The harbor is home to about 17,000 recreational boat users, amounting to 8 percent of registered vessels across the state of New South Wales.

There are 4,850 private moorings in the harbor and demand has increased at a rate of about 3 percent a year.

"It would be great to be able to open up some of the waterways that are currently cluttered with moorings," Howard Glenn, general manager of maritime and transport for the state, told ABC News, Australia.

The increase has led to parts of the harbor and bay being taken up as a storage facility instead of a recreational waterway, Glenn said. The new South Wales government is looking at how to improve boat storage without hurting the environment.
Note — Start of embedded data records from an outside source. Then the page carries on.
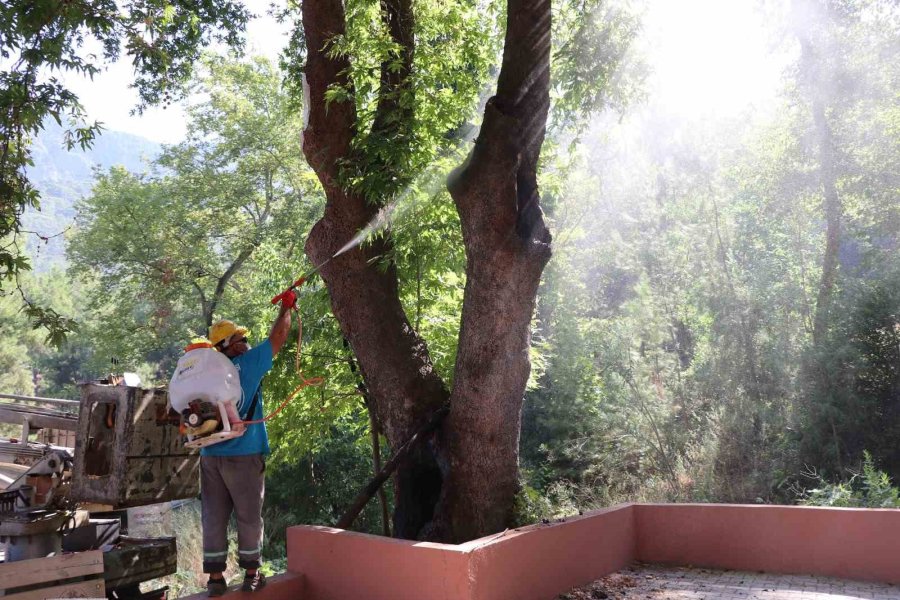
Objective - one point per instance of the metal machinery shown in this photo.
(123, 449)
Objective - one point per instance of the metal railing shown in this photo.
(39, 399)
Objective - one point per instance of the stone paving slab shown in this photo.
(655, 582)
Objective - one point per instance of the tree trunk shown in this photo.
(832, 205)
(468, 488)
(817, 81)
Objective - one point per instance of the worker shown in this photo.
(232, 473)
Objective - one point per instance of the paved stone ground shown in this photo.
(654, 582)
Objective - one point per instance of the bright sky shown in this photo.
(707, 57)
(710, 57)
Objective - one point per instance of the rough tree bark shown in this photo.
(392, 357)
(463, 485)
(817, 83)
(507, 246)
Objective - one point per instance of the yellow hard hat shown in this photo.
(223, 330)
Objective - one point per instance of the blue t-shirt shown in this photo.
(252, 366)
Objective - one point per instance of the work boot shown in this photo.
(216, 587)
(253, 583)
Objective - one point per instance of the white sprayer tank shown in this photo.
(204, 374)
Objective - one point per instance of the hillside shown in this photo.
(62, 177)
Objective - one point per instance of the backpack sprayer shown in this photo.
(206, 389)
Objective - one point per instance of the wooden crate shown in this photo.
(78, 575)
(128, 452)
(135, 560)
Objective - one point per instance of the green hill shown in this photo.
(63, 176)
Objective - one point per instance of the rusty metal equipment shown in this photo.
(128, 452)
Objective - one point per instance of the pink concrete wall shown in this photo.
(540, 562)
(840, 542)
(343, 565)
(286, 586)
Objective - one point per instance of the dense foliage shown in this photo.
(677, 354)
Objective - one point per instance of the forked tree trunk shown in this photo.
(507, 246)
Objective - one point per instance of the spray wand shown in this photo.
(304, 382)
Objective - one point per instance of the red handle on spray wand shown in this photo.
(303, 381)
(292, 287)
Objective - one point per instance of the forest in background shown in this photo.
(720, 321)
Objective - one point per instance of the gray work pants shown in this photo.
(232, 483)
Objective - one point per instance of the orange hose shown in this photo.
(303, 381)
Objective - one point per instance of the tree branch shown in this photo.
(331, 125)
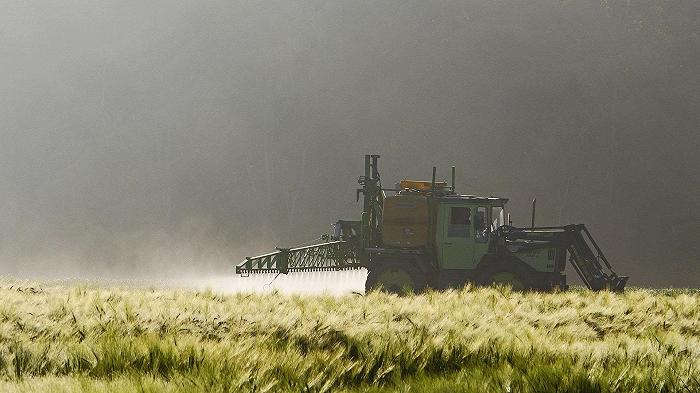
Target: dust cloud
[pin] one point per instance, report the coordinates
(146, 140)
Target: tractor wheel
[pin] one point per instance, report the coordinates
(395, 277)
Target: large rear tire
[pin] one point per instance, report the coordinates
(395, 277)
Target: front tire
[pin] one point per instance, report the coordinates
(395, 277)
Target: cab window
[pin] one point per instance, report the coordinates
(481, 224)
(460, 222)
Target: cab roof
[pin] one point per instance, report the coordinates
(493, 201)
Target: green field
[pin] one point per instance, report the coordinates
(86, 338)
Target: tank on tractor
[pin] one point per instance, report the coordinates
(423, 234)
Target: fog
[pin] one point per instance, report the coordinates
(171, 139)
Researchers from the University of New South Wales and the Sydney Institute of Marine Science have begun intensive surveys of the sea floor. The project is expected to last three years.

UNSW research associate Luke Hedge said there was "a lot going on" in Sydney Harbour, particularly around the boating infrastructure, marinas and moorings.

"We have big chains going up holding 40-foot yachts, we have hundreds of moorings in a one-kilometer-square area," Hedge said.

The research divers have seen evidence that the mooring structures can affect the sediment. They are taking comprehensive samples of the sea floor to gauge the extent of the damage.

Hedge said the data could help the government implement the best possible management plans for the boating community.

"All this data we've never had before. So it's really great for the transport department to invest to get that data so they can best manage our vibrant boating community."